D’autres banques centrales ont déjà commencé à réduire certains des niveaux de soutien extraordinaires qu’elles ont apportés à leurs économies respectives en raison de la pandémie. Par exemple, la Banque de Corée, la Banque d’État du Pakistan et la Banque de réserve de Nouvelle-Zélande les taux ont augmenté récemment. La récente hausse des taux de la banque centrale néo-zélandaise était la deuxième en autant de mois.

Commerce et géopolitique

« La Chine est clairement la puissance montante », a-t-il déclaré.
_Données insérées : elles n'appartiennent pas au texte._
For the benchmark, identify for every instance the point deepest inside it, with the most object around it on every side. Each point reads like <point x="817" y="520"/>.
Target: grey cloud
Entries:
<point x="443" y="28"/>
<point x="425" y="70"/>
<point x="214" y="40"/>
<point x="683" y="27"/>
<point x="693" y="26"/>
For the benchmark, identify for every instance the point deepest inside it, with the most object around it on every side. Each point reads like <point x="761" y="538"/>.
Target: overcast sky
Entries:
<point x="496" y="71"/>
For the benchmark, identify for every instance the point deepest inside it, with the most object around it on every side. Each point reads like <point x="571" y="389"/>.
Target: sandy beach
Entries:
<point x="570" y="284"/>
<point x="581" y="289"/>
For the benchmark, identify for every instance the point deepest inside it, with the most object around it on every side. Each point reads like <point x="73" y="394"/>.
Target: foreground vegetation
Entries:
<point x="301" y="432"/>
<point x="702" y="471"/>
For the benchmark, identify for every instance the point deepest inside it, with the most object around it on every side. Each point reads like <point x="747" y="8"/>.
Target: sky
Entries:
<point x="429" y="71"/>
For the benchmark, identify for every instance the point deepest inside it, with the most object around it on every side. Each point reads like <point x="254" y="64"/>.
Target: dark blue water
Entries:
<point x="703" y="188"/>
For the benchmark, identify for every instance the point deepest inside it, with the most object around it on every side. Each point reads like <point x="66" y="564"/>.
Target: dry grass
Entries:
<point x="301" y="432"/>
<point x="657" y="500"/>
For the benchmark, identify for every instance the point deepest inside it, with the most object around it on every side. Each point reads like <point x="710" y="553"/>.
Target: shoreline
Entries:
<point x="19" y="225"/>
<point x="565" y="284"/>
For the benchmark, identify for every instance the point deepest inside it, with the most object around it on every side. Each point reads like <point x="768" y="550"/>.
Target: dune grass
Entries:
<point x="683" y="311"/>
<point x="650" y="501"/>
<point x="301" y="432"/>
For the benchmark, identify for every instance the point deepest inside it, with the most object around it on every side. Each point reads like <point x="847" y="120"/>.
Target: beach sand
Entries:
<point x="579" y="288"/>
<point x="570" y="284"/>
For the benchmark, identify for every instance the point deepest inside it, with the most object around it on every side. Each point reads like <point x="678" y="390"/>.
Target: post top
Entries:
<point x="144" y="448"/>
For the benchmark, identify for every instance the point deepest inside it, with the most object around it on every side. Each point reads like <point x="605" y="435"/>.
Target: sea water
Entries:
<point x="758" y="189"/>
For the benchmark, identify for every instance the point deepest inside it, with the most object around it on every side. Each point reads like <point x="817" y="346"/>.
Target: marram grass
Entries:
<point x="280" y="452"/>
Brash a expliqué que si le revenu par habitant de la Chine atteignait même la moitié de celui des États-Unis, l’économie chinoise deviendrait considérablement plus importante, ce qui « évidemment » crée des tensions.

Les tensions entre les deux pays se sont intensifiées sous l’ancien président américain Donald Trump, en commençant par le commerce et les droits de douane sur des milliards de dollars de marchandises et s’étendant à d’autres domaines comme la technologie et la géopolitique.

Le président américain Joe Biden et le président chinois Xi Jinping se sont virtuellement rencontrés ce mois-ci dans la communication la plus étroite entre les dirigeants des deux pays depuis l’entrée en fonction de Biden.

Patti Domm de CNBC a contribué à ce rapport.